The Royal Swazi Police confirmed they were in contact with Mbuli two months before his arrest and were discussing “sensitive” information.
In August last year Mbuli went to Swaziland as the star performer at an anti-drug-abuse concert organised by the country’s National Crime Prevention Council. The Swazi organisers paid him to spend two days in the country, ostensibly to make enough time to speak to him.
“They said if I’m genuine about fighting drugs, I should help them – that I should take some information personally to [President Nelson] Mandela,” said Mbuli from Pretoria Central prison, where he is awaiting trial. “You see, people think because it’s Mzwakhe I’m close to Mandela. Those people [in Swaziland] didn’t want to trust anyone.”
The information allegedly implicates government officials and former South African Police officers in a drugs and arms-smuggling syndicate.
Says KS Ndlovu, Swazi police representative: “When Mr Mbuli came here, we spoke about a lot of things. Some of these are things that you cannot talk about over the telephone. It is quite impossible for me to comment about these issues. They are too sensitive.”
Back in South Africa, Mbuli had a meeting with the former Gauteng MEC for safety and security, Jessie Duarte, her department head Mkhabela Sibeko and a National Intelligence Agency operative called Mountain.
Sibeko says the purpose of the meeting was for the poet to “raise his anger” about the slow progress made in the investigation into an attempt to assassinate him.
“He alluded to this issue of drug smuggling – not arms – and about a chap in Swaziland, a drug pusher, who was hosting government officials. He was saying he has information but will talk more about it at a high political level – the level of the president’s office,” Sibeko says.
Less than two months later police arrested Mbuli outside Pretoria, a few minutes after a nearby bank was robbed.
Police said they found R15 000, a hand grenade and several hand guns in the possession of the poet. Mbuli says he had R1 850 at the time and his licensed pistol. One of the two bodyguards arrested with him also had a licensed firearm.
Police subsequently linked Mbuli to other robberies – one of a Randburg businessman robbed of R200 000, another of a bottle store where R900 was taken. But some of the cases are already beginning to collapse. In one of the robberies, at least three of Mbuli’s alleged accomplices were in police custody at the time when the incidents happened.
Mbuli says he was not in the bank that day. He says he drove to Pretoria to meet a stranger who claimed he had information about the attempt on his life. The stranger gave a bag to Mbuli and his two bodyguards, and told them to drive away quickly. They were arrested within 15 minutes and R13 000 was found in the bag.

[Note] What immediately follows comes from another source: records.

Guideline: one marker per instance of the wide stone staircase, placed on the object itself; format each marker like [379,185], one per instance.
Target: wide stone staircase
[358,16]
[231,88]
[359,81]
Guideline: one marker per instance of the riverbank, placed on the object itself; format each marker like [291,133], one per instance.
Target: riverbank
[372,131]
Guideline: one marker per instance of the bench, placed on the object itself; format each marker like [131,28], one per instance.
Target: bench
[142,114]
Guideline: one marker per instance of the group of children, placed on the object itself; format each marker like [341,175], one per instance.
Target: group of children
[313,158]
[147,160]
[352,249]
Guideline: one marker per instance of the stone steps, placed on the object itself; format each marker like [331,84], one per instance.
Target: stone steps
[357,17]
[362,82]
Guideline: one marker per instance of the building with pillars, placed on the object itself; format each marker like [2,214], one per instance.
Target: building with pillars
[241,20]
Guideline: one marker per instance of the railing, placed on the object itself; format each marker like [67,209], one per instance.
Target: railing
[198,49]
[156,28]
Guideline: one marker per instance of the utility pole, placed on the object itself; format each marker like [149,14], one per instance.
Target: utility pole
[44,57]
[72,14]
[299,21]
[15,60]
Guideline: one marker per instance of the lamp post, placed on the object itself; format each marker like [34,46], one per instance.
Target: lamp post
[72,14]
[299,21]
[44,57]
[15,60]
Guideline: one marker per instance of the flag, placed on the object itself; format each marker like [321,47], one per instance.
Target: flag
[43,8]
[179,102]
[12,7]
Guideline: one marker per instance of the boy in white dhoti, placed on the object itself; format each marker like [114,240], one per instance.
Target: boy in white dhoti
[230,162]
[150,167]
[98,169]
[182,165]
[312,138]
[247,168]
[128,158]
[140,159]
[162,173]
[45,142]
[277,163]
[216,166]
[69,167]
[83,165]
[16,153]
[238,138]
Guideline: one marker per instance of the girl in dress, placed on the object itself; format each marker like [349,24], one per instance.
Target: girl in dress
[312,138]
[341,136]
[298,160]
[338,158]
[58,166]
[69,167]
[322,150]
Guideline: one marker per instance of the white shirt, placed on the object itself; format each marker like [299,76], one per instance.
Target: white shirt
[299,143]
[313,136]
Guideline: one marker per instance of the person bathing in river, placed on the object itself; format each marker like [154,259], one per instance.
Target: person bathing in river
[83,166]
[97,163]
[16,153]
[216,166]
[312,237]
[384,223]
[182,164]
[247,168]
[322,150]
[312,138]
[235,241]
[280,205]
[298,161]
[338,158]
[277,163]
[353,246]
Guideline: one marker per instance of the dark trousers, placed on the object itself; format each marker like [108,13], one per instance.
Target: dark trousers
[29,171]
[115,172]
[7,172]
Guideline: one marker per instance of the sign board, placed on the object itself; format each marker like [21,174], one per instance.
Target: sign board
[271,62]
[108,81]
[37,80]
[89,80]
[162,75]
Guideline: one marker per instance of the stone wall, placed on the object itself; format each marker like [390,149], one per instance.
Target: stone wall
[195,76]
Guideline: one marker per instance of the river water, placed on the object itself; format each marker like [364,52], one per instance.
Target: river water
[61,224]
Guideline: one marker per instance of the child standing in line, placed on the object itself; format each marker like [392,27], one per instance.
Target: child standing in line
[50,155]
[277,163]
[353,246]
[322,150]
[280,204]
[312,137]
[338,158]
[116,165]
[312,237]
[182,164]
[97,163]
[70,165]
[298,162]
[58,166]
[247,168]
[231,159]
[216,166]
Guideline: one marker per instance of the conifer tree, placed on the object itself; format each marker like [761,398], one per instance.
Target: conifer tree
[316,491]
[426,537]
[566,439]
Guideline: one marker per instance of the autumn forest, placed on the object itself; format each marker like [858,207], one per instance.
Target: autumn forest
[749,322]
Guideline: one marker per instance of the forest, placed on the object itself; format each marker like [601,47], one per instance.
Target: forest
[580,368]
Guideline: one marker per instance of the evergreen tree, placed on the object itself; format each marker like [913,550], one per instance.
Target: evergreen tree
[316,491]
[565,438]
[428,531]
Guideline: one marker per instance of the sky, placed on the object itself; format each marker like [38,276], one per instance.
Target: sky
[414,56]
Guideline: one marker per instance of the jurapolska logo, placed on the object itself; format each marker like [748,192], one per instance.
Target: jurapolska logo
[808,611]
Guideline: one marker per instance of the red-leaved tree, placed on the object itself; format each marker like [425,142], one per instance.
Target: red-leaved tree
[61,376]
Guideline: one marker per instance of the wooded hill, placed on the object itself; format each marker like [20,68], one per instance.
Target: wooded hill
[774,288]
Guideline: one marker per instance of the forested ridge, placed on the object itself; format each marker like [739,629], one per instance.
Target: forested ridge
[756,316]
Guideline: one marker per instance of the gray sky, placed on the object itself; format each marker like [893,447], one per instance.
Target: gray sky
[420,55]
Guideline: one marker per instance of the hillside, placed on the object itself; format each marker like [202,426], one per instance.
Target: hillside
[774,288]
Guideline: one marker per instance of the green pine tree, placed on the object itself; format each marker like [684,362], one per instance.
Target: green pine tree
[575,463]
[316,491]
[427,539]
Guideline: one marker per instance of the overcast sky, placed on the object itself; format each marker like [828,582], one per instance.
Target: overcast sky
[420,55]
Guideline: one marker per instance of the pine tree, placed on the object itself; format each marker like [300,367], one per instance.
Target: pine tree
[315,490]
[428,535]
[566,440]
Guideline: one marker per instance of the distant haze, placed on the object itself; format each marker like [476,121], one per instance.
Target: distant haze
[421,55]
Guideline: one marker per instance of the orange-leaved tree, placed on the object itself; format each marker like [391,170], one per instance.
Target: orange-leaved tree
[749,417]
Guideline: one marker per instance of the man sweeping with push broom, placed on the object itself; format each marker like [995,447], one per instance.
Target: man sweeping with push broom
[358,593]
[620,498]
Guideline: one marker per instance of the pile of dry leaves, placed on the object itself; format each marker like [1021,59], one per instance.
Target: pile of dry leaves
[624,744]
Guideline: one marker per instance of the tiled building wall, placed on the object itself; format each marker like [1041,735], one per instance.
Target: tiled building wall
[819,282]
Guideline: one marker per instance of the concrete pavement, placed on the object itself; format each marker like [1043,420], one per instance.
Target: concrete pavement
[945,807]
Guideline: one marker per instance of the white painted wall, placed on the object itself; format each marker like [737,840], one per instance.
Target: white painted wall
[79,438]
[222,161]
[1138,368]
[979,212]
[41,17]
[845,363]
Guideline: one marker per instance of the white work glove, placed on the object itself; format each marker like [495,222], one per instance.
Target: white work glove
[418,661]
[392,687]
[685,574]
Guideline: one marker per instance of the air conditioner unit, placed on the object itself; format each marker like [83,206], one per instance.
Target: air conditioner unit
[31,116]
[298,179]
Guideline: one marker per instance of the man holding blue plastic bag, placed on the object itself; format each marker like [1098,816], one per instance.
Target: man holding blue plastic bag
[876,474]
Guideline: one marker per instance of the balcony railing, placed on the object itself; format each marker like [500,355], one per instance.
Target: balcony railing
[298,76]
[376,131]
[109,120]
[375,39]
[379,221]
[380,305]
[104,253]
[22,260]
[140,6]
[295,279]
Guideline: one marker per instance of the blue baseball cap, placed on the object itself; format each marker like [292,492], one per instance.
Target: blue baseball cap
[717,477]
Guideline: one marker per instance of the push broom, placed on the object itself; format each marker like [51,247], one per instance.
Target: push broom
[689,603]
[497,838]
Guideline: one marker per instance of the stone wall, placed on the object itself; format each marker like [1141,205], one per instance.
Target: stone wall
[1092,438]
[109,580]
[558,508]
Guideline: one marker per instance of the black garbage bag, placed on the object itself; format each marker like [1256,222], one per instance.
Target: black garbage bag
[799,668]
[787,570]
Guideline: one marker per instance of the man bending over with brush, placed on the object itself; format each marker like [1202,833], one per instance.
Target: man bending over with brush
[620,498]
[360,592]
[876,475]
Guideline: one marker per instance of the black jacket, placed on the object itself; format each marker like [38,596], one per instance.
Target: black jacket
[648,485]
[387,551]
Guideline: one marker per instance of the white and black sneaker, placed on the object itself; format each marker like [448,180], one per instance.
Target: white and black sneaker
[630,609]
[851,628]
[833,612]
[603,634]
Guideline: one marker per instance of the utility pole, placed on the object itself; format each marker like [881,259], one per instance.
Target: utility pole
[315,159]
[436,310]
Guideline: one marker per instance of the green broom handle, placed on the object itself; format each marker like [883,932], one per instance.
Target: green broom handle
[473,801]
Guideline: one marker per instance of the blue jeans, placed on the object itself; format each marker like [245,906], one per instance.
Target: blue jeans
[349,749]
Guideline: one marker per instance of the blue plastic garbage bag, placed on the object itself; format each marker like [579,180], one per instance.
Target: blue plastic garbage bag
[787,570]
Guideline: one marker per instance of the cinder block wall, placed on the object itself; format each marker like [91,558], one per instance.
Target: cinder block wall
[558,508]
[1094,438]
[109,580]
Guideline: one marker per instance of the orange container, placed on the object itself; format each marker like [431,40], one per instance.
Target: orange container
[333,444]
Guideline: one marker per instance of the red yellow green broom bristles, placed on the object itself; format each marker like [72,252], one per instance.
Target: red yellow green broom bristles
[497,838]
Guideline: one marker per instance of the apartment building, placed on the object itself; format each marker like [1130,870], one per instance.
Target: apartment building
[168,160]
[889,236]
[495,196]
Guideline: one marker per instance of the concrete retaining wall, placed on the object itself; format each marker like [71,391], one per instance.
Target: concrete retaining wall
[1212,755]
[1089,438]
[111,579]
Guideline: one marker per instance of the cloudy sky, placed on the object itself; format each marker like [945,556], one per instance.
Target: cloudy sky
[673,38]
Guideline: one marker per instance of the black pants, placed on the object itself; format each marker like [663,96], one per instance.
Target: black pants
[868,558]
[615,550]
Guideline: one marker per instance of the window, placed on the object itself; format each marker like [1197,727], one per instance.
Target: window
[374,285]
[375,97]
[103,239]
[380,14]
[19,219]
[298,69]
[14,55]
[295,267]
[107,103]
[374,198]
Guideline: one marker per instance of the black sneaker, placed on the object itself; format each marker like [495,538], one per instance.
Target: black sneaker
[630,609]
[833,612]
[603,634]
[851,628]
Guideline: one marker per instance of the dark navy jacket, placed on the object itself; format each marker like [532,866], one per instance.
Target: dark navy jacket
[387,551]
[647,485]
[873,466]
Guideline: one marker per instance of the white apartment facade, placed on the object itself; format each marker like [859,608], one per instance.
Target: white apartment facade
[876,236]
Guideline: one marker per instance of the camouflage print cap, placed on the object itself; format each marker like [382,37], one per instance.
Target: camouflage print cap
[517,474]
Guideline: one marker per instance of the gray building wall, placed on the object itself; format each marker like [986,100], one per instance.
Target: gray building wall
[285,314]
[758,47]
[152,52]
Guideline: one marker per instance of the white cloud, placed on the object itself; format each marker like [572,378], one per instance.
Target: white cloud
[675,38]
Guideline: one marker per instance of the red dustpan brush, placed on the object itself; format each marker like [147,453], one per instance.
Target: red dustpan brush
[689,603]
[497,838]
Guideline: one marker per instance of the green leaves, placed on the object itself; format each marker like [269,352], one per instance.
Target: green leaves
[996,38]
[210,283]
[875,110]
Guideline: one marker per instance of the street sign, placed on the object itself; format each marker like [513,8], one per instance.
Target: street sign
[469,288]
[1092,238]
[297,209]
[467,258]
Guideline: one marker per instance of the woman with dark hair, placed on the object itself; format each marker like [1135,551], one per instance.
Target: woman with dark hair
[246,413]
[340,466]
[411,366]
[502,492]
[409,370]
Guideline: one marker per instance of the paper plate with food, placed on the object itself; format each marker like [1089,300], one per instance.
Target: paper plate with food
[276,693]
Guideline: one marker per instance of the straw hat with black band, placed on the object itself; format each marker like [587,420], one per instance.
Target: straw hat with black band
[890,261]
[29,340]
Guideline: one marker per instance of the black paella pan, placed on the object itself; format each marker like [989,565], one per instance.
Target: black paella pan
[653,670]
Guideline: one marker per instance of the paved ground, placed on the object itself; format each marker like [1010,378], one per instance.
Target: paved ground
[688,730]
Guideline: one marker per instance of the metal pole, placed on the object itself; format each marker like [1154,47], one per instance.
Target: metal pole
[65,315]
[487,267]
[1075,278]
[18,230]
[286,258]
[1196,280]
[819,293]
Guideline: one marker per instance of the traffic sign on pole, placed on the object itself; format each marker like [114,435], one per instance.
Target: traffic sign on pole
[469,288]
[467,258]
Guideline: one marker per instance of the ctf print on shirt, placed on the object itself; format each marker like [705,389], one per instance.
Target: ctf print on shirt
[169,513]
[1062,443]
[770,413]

The Independent Complaints Directorate (ICD) last month began speeding up its investigation into the police handling of Mbuli’s case. ICD deputy director for special investigations Julian Snitcher says it is not probing whether Mbuli was involved in crime – it is looking into various allegations of malpractice in the case – but he adds that all aspects will be looked into.
Mbuli, who did not manage to pass information on to Mandela, says he cannot say more about the drugs and arms-smuggling case.
But Ndlovu says: “There are a lot of things that will come out in the court and if I talk about some of these things now it may prejudice him.”
Mbuli himself appears to be in high spirits, pointing out that he is not over- confident: “I’m more than confident the truth will out.”
From behind the glass dividing the visitors’ cubicle, Mbuli talks the way he recites poems, moving sideways, putting his hand on the glass and booming into the speaker with his powerful voice.
Behind bars he continues to write poems, like these lines about his arrest: “My underpants pulled down/My private parts exposed/Is this the new South Africa/I am vulgar proof.”